The patient was discharged with the following medical treatment: acetylsalicylic acid 100 mg per day, enalapril 2.5 mg per day, bisoprolol 2.5 mg per day, spironolactone 25 mg per day, furosemide 40 mg 1 tablet at breakfast and lunch for 2 weeks followed by 1 tablet at breakfast, tamsulosin + solifenacin 0.4/6 mg 1 tablet per day, salmeterol + fluticasone 25/250 mcg 1 inhaled capsule per day, atorvastatin 40 mg per day, pantoprazole 20 mg per day. The importance of weight loss, physical exercise and smoking cessation was stressed.
She consulted the emergency department one week after discharge due to palpitations lasting 2 hours, with new onset paroxysmal atrial fibrillation detected on electrocardiogram. A rhythm control strategy was followed, achieving pharmacological cardioversion after an intravenous bolus of 300 mg of amiodarone. At discharge, treatment with apixaban 5 mg every 12 hours was added due to CHADs-VASc of 3 and oral amiodarone 200 mg 5 days a week.
Subsequently, percutaneous revascularisation was programmed with mechanical assistance with Impella CP device, which was performed without incident. He received clopidogrel 300 mg the night before admission. After 24 hours of hospitalisation, he was discharged with the addition of clopidogrel 75 mg per day to the aforementioned treatment. After 1 month of triple therapy (ASA + clopidogrel + apixaban), treatment with acetylsalicylic acid was discontinued.

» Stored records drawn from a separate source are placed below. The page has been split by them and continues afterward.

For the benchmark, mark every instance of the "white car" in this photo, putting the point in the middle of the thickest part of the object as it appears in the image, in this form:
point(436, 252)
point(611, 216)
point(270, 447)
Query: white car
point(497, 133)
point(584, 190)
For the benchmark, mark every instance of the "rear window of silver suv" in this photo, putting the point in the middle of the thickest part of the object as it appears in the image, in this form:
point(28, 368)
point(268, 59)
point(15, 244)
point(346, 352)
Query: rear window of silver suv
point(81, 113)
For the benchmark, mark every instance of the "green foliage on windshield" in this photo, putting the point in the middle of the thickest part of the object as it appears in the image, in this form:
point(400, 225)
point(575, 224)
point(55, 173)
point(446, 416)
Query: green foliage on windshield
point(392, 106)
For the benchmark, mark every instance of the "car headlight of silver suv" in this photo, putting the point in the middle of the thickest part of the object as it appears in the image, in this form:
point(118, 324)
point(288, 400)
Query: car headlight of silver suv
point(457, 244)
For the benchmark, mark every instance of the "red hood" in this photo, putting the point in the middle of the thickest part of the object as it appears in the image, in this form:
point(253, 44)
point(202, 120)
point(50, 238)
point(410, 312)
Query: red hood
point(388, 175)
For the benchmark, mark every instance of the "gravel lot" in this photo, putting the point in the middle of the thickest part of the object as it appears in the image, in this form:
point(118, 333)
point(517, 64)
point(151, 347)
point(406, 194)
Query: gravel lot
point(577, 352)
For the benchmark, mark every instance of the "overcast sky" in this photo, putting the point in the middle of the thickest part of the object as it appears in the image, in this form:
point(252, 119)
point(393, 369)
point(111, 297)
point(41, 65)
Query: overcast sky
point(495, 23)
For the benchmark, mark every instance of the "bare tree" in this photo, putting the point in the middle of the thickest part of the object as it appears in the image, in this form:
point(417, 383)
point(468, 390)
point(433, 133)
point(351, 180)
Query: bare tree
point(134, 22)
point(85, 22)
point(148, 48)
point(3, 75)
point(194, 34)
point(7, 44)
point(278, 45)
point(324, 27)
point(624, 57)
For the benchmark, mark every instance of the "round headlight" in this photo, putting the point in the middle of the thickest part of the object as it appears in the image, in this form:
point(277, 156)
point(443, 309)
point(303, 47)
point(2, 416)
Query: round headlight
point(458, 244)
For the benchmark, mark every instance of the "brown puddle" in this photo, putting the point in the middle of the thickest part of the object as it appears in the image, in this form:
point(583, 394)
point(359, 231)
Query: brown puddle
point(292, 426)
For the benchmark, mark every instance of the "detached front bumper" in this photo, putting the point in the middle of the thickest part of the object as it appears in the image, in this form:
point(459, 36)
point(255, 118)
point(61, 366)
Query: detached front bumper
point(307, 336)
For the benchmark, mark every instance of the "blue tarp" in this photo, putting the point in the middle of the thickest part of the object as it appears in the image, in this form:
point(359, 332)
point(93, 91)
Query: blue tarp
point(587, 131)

Six months after revascularisation, the patient attended a clinical control visit, and was found to be practically asymptomatic for dyspnoea or other symptoms of heart failure, in NYHA functional class I. He is currently awaiting echocardiography. He is currently awaiting a follow-up echocardiogram. No further visits to the emergency department were required due to decompensation.

DIAGNOSIS
Acute heart failure due to ischaemic dilated cardiomyopathy with severe left ventricular dysfunction (LVEF by cardiac MRI 30%).
Three-vessel coronary artery disease with a SINTAX score of 26 points.
Paroxysmal atrial fibrillation (CHADs-VASc = 3, HAS-BLED = 2).
High risk device assisted PCI with Impella CP device with complete revascularisation (proximal LAD, mid LAD, distal DC and 1OM with excellent angiographic outcome).
Moderate COPD phenotype chronic bronchitis. Smoking on admission. Obesity.